A l’imitation de l’illustre Monsieur d’Ablancourt, Preface de Tucidide, Apophtegmes des Anciens, Marmol, &c. & de quelques Auteurs celébres, on change presque toujours l’y grec en i simple. On retranche la plu-part des lettres doubles & inutiles qui ne défigurent pas les mots, lorsqu’elles en sont retranchées. On écrit afaire, ataquer, ateindre, dificulté, & non pas affaire attaquer, difficulté, &c.

Chacun se conduira là dessus comme il le trouvera à propos. Je ne prétens prescrire de loix à personne. Je raporte seulement ce que j’ai vû pratiquer par d’habiles gens, & ce que j’ai appris de feu Monsieur d’Ablancourt l’un des plus excellens Esprits & des meilleurs Ecrivains de son siécle. Comme il me faisoit l’honneur de m’aimer avec tendresse, il m’a découvert une partie des misteres de nôtre Langue, & dans la créance où il étoit que j’avois profité des heureux momens de son entretien, il me confirma à sa mort son affection par l’ordre qu’il me donna de revoir ses derniers ouvrages. J’ai aussi tiré pour mon travail beaucoup de lumieres du judicieux Monsieur Patru qui sait à fonds ce que nôtre Langue a de plus fin, & de plus délicat, & qui dans l’éloquence du Barreau a trouvé une route nouvelle & pleine de charmes. Il m’a éclairci mes doutes avec une bonté singuliere, & c’est par ses avis que j’ai rendu mon travail plus suportable. Mais parce que dans un ouvrage lassant & long, l’esprit s’abat & s’endort quelquefois, il est presque impossible qu’il ne s’y soit glissé des fautes.

Un homme seul ne sauroit tout voir. Un Dictionnaire est l’Ouvrage de tout le Monde. Il ne se peut mêmes faire que peu à peu, & qu’avec bien du tems. Des personnes illustres dans les lettres travaillent depuis prés de 43 ans à un Ouvrage de cette nature, & toutefois ils n’en sont pas encore venus à bout. En attendant que leur travail paroisse, & vienne heureusement remplir les voeux du public, on met en lumiere ce Dictionnaire qui est une espece d’aventurier qu’on rendra plus digne de voir le jour si les honnêtes gens qui sont éclairez nous font la grace de marquer les choses en quoi on leur aura pû éplaire. On corrigera, on retranchera, on ajoûtera ce qu’ils trouveront à propos. Le public leur sera obligé, & on les remerciera des bontés qu’ils auront euës.

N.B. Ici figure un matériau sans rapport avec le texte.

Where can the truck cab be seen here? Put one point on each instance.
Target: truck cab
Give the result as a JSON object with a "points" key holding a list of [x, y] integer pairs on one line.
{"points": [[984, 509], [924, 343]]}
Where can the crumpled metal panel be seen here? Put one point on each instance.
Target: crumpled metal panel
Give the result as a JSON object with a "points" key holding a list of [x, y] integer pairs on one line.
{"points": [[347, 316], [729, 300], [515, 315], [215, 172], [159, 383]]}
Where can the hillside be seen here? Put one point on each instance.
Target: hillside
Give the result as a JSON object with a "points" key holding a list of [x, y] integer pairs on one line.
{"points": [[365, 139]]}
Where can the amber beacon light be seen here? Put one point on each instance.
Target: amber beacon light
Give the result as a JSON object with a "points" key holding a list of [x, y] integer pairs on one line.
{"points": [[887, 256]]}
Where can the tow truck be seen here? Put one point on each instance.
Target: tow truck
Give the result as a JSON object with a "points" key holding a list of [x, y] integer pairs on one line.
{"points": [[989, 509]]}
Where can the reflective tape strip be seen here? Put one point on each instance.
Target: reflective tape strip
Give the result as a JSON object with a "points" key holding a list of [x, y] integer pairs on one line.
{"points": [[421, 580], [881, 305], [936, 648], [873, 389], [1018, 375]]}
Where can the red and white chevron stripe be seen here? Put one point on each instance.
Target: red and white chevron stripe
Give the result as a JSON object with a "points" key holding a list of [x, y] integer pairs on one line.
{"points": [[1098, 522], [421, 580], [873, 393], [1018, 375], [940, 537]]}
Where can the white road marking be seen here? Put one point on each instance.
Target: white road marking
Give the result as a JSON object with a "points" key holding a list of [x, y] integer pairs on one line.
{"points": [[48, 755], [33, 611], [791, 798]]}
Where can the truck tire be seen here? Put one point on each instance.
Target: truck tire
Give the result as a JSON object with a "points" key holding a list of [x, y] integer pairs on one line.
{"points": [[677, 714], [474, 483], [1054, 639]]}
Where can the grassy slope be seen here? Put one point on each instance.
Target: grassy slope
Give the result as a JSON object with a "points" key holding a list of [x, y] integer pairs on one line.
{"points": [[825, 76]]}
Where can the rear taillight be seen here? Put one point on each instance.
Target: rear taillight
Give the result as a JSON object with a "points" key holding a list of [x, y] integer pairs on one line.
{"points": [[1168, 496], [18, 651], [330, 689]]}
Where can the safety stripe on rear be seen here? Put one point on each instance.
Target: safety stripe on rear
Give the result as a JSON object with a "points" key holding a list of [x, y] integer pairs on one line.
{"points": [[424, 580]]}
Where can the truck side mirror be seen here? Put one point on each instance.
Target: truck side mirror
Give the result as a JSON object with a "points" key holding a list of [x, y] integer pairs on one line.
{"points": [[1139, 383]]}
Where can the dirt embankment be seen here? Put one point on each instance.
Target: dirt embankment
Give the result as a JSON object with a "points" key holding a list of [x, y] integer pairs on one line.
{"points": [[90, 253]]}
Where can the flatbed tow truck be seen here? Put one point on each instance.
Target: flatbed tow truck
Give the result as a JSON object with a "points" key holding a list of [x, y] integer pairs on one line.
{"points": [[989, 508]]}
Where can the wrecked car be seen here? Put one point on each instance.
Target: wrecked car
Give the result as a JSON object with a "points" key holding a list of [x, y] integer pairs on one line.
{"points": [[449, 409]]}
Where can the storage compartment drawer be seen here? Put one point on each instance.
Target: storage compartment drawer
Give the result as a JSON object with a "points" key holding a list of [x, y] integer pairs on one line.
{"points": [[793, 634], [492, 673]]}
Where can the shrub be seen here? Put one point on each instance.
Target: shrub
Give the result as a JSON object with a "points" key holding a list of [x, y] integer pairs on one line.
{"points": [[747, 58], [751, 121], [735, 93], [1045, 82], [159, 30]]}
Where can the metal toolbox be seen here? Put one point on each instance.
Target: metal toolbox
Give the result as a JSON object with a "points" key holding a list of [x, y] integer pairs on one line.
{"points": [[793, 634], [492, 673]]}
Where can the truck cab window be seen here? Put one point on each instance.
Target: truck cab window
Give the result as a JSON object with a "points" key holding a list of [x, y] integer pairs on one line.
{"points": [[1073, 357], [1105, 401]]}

Au reste, si dans le corps du Dictionnaire, il se rencontre quelque chose dont on ne soit pas satisfait, on n’aura qu’à consulter les Remarques qui sont à la fin de chaque partie de l’Ouvrage. On y trouvera peut être ce qu’on cherche. J’y ay ajoûté quelques mots qu’on ne pouvoit raisonnablement oublier, & j’ai retouché quelques endroits qui ne m’ont pas semblé assez exacts, ni assez étendus. Trop heureux si la peine qu’on a prise peut être utile & agreable aux honnêtes gens.